Możesz mnie nazywać krzykaczem, hejterem czy jak Ci się tam żywnie podoba. Nie obchodzi mnie to. Tak samo jak nie obchodzi mnie to, kto jest odpowiedzialny, za tak chaotyczne i fatalne tłumaczenie. To w tej całej sytuacji nie ma znaczenia, czy odpowiedzialny jest za to Blizzard, czy Albion. Mnie, ich klienta jak i wieloletniego fana Warcrafta, który od kilku lat aktywnie gra, jak i zagłębia się w tym lore denerwuje to, co się dzieje z polskim tłumaczeniem.
Denerwuje mnie to, że biorąc książkę nie wiem często, w jakiej lokacji rozgrywana jest aktualnie sceneria. Denerwuje mnie to, że nazwy bohaterów są tłumaczone tak, jak podoba się to tłumaczom, bądź jakie ma Blizzard wobec ich oczekiwania, co niestety skutkuje tym, że człowiek się gubi w nazewnictwie i jest co raz to większy chaos, który doprowadza do tego samego jak w przypadku nazw lokacji - nie wiesz niejednokrotnie o kim mowa. Pamiętam jak pierwszy raz zobaczyłem przetłumaczoną nazwę "Saurfang". Po prostu kopara mi opadła. Ani to nie brzmi dobrze, ani to nie odzwierciedla klimatu WoWa. Czytając książki z tego uniwersum, co raz cześciej masz wrażenie, że czytam książkę dla dziecka. Bez jakiegokolwiek klimatu z Warcrafta. Przynajmniej ja tego nie odczuwam. Czytając takie marne tłumaczenia i czytając o Zaurzykłu (Saurfang), mam przed oczami jakiegoś Peona, z reklamówką biedronki i w sandałach ze skarpetami na nogach. Takiego oto polskiego Saurfanga. Jakby zwyczajnie w świecie nazwy tego typu, nie mogły pozostać, jak w oryginale.
I zanim znajdzie się jakiś mądry mózg, który zacznie pieprzyć o tym, że takie tłumaczenia są jak najbardziej wskazane, albo że takie są zasady tłumaczenia, albo że gdzieś tam w innych wersjach językowych też to tłumaczone było i u nas też tak musi być, to powiem jedno. Prawie 4 tysiące polskich graczy, ma gdzieś jakieś wypociny o zasadach i o innych smutach, tylko oczekują dobrego i klimatycznego tłumaczenia, którego w ostatnich latach nie otrzymują.

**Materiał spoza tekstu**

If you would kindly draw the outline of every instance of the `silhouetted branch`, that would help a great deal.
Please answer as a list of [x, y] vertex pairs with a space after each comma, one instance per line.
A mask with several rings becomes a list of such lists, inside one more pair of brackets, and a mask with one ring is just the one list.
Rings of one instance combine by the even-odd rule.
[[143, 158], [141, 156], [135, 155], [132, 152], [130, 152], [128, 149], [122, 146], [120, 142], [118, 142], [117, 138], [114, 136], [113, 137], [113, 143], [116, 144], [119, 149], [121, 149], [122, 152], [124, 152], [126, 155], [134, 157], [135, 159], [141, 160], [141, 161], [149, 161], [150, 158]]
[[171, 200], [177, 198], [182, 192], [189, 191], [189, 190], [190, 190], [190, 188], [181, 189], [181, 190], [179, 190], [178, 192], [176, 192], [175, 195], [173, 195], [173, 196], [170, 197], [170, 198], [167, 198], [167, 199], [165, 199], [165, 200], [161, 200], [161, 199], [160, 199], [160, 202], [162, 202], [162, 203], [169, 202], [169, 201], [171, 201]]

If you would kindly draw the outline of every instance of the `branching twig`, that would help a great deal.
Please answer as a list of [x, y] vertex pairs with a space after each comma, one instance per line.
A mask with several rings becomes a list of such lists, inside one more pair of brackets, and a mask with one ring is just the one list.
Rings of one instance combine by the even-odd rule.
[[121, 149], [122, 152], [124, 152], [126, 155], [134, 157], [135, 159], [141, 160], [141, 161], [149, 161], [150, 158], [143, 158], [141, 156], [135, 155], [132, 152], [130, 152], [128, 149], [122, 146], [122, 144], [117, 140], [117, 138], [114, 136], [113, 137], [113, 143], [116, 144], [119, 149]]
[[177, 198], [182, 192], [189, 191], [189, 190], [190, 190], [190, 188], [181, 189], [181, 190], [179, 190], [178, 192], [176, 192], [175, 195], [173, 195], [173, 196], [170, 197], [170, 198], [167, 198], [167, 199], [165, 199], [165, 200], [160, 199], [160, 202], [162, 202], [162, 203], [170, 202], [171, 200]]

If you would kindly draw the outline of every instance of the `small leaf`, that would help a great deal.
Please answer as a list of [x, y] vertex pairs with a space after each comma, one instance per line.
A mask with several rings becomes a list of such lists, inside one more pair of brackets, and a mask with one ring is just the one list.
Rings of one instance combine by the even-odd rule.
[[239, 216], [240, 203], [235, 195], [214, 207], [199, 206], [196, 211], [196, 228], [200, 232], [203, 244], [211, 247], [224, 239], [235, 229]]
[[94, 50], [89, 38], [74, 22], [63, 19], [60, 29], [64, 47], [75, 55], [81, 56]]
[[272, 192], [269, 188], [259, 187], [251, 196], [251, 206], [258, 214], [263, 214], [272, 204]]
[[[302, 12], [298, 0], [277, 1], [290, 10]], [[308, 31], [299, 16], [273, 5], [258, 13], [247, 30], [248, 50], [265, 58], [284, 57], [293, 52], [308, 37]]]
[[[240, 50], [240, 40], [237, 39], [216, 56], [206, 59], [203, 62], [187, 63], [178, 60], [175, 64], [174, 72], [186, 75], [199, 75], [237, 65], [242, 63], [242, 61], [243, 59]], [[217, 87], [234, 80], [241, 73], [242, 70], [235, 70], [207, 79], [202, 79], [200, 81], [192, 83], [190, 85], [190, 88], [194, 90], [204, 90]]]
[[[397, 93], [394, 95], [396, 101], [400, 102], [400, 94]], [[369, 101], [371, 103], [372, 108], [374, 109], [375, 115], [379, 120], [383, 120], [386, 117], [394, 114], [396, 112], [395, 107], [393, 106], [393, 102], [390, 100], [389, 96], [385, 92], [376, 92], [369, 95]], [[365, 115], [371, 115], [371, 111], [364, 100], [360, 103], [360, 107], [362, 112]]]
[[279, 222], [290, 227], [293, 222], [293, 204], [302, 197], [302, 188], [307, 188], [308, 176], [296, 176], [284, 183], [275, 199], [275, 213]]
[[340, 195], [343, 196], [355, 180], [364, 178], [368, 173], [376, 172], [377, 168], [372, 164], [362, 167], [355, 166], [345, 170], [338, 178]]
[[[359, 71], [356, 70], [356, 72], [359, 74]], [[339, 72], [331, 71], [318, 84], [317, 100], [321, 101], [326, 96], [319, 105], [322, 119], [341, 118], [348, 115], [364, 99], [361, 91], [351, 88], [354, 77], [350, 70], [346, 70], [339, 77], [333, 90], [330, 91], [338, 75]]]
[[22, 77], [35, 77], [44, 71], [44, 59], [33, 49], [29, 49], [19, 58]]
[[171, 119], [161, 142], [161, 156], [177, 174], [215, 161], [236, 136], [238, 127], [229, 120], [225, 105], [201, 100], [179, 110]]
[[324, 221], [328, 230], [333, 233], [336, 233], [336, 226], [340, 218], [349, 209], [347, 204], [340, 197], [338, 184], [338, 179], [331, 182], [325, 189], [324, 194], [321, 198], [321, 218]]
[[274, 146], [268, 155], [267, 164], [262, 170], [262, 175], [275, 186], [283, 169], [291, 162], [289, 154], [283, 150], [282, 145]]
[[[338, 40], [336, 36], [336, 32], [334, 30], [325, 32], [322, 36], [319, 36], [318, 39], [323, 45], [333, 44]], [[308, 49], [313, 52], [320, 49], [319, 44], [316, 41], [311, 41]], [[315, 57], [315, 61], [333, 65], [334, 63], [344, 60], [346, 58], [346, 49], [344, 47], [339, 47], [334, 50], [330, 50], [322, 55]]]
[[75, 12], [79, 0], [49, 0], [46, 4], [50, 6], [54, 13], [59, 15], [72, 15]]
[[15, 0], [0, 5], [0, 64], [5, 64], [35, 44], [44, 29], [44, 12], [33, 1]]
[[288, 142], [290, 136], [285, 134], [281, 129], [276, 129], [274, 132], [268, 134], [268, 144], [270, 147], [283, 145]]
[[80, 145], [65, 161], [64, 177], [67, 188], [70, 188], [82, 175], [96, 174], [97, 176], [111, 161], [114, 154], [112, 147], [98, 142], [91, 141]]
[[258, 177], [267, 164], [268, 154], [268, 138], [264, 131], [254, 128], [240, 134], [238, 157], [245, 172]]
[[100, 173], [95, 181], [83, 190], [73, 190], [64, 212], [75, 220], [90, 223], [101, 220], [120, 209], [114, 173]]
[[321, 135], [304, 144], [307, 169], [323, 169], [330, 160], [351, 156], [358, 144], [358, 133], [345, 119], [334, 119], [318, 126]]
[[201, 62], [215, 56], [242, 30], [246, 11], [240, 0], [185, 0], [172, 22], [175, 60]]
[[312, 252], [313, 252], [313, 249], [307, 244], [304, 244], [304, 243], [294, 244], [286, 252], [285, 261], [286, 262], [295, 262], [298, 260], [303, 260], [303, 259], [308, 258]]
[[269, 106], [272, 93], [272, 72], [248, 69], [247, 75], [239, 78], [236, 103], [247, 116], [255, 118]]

Petycja została napisana wręcz wzorowo, twórców bardzo popieram, bo uważam że mają 100% racji i się pod tym podpisuję. Sam powyżej Ludku pisałeś o tym, jak w rozmowie z osobą odpowiedzialną za tłumaczenie W3, HSa czy Hotsa wyszło, że te tłumaczenia są jednym wielkim niedociągnięciem. Bo czasu brakowało. Mnie to akurat nie obchodzi i Ciebie też obchodzić nie powinno, że im nie stykło czasu. Jako klient i fan Warcrafta, oczekuje tłumaczenia kompletnego, zgodnego z innymi projektami z tego uniwersum oraz takiego, które po prostu ODZWIERCIEDLA klimat z gry. Bo na podstawie gry (World of Warcraft), są tworzone książki, czy inne gry z tego uniwersum jak chociażby HS, a nie odwrotnie.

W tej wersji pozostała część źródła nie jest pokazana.